The greyhound park’s grandstand is leased from the DRA, while the track itself is leased from the City of Dubuque. Dixon said the end of racing provides an opportunity to redevelop the space the greyhound park has occupied for more than 35 years.

Dixon said Q Casino has “no concrete plans” for the development of the area, although he said officials are using the Chaplain Schmitt Island Master Plan, developed by the city in 2014, as a guide for potential future options.

“We’ve got to do our homework, so that whatever we build, we do it right,” Dixon said.

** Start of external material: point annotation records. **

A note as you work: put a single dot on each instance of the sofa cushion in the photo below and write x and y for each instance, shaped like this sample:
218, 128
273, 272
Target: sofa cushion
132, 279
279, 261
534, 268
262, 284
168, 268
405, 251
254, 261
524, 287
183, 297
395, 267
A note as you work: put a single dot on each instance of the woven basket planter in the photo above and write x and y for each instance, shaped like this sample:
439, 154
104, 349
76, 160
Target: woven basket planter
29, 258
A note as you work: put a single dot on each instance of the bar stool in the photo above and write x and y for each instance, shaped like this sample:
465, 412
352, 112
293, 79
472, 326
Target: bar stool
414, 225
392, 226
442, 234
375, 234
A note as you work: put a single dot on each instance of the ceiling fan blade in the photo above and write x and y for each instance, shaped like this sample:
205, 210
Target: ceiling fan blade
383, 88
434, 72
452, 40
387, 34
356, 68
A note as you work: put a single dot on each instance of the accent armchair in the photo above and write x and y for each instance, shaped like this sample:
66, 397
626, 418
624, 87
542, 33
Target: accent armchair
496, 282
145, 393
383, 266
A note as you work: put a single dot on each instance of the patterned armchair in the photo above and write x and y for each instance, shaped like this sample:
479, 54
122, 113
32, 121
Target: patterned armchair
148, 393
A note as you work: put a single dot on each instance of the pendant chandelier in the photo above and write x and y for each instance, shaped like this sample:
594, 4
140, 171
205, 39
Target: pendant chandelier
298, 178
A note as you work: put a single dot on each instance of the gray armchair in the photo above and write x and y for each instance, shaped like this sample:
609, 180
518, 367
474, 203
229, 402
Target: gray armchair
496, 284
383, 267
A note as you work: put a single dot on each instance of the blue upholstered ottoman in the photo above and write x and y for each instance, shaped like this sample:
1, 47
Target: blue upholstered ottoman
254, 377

The master plan outlines potential outdoor and recreational opportunities in the area, including expanding amenities at Q Casino. Dixon likened the possibilities on Chaplain Schmitt Island to the development that has occurred in the Port of Dubuque and the Millwork District.

“This is as much about the redevelopment of Chaplain Schmitt Island as it is about Q Casino,” Dixon said. “There are so many different opportunities for Q Casino and Schmitt Island. Part of what we’re working on is how we weave all of these (potential) amenities together so we can become a regional destination on the island. That’s what I’m excited about.”

‘CAN’T IMAGINE NOT HAVING GREYHOUNDS’

Dave Ungs plans to retire after the track closes. His son Jake hasn’t finalized his plans.

“Over the wintertime, I started dealing cards upstairs (at Q Casino), but I also have some job offers to train dogs in West Virginia,” Jake said. “West Virginia should have a good while (of success) yet. Wagering there has picked up a lot since the other tracks closed.”

Hardison said he will continue to raise a litter of greyhounds every year.

“I can’t imagine ever not having greyhounds in my life,” he said. “I currently have 24 here on my farm.”

Hardison had about 100 greyhounds on his farm back in racing’s heyday, when he ran his own kennel. He said he will continue to provide a few dogs to places where racing continues.

“I have sent a couple to Australia,” he said.

Temple said he is hopeful that either Q Casino or another entity will seek a license to provide racing simulcasts as part of their operations.

“I believe many of us would like to continue to enjoy simulcasting in the company of others, even after live racing is gone,” he said.

As for Carpenter, who has spent his working life at the track, he said he is unsure of his future plans.

“I promised I would do everything to get this closed and done right,” he said. “Once I do that, I will move on.”